Faylay~しあわせの魔法
湿った草の中に手をつき、少し離れた所で静かに回る水車を眺める。

そのまままったく会話をすることもなく、ただ時間だけが過ぎていく。

少しだけ欠けた月が天辺から僅かに傾いて、やっとリディルはフェイレイの横顔を覗き見た。
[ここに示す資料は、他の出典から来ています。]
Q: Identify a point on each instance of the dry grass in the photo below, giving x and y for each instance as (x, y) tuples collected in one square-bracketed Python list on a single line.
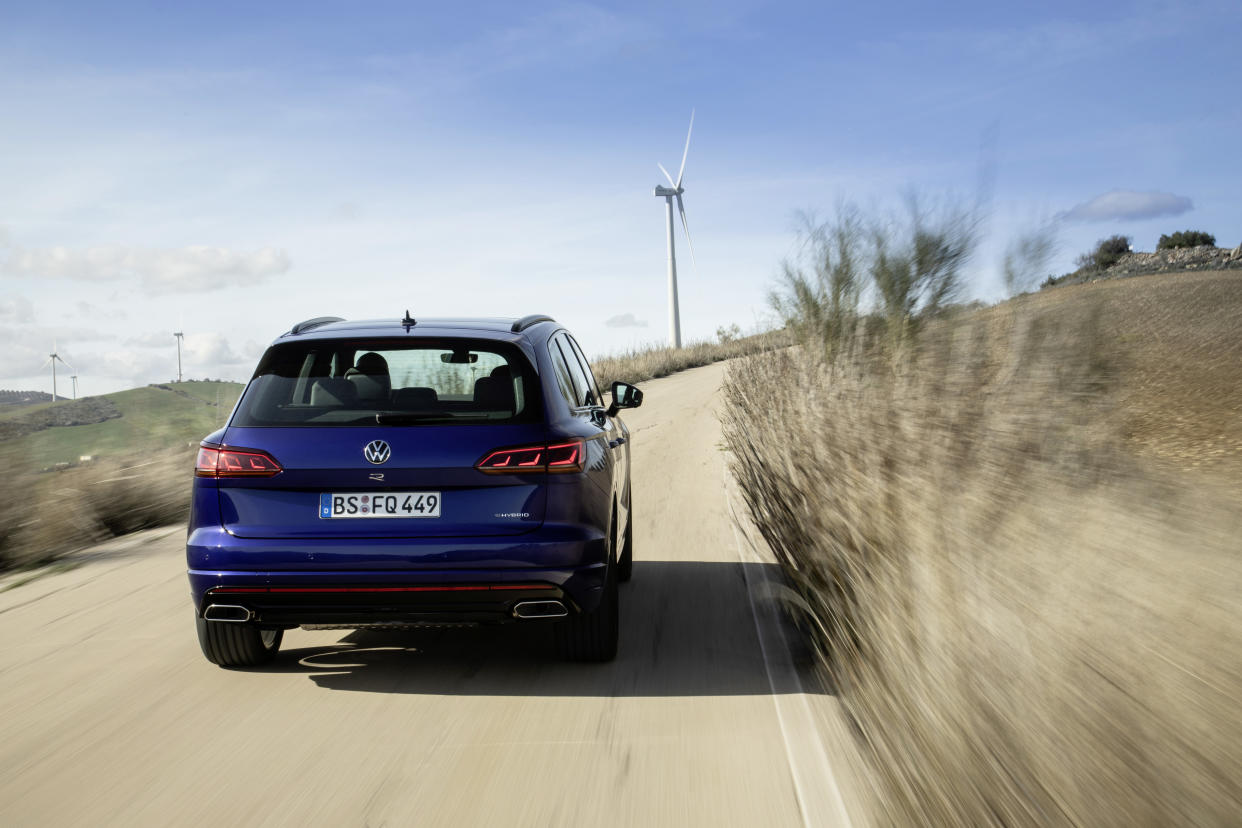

そのままじいっと、穴が開くほど見つめていると、フェイレイは水車小屋から目を外し、リディルに顔を向けた。

「ん?」

「……喋らないの?」

こんなにも長い間黙っているフェイレイは初めてである。何だか心配になった。

「ああ、うん……水車の音、聞きたいかなと思って。俺も……ちょっと考え事してたし」

「考え事?」

「さっきヴァンに言われたんだけど……うーん、わかんね」

くしゃっと赤い髪に手を突っ込み、フェイレイは溜息をつく。それを聞いたリディルは、少しだけ慌てた。

「……なに、言われたの?」

「え? いや……わかんない」

「分からない?」

「そ。わかんないー!」

うーん、と伸びをして体を解すフェイレイ。その叫びを聞き、リディルはほっと胸を撫で下ろすのだった。

それからまた、フェイレイに視線だけを向ける。

「みんな、元気出たみたいだね」

「あ、ホント?」

「フェイのおかげだよ」

「そっかな」

ヘヘヘ、とフェイレイは笑った。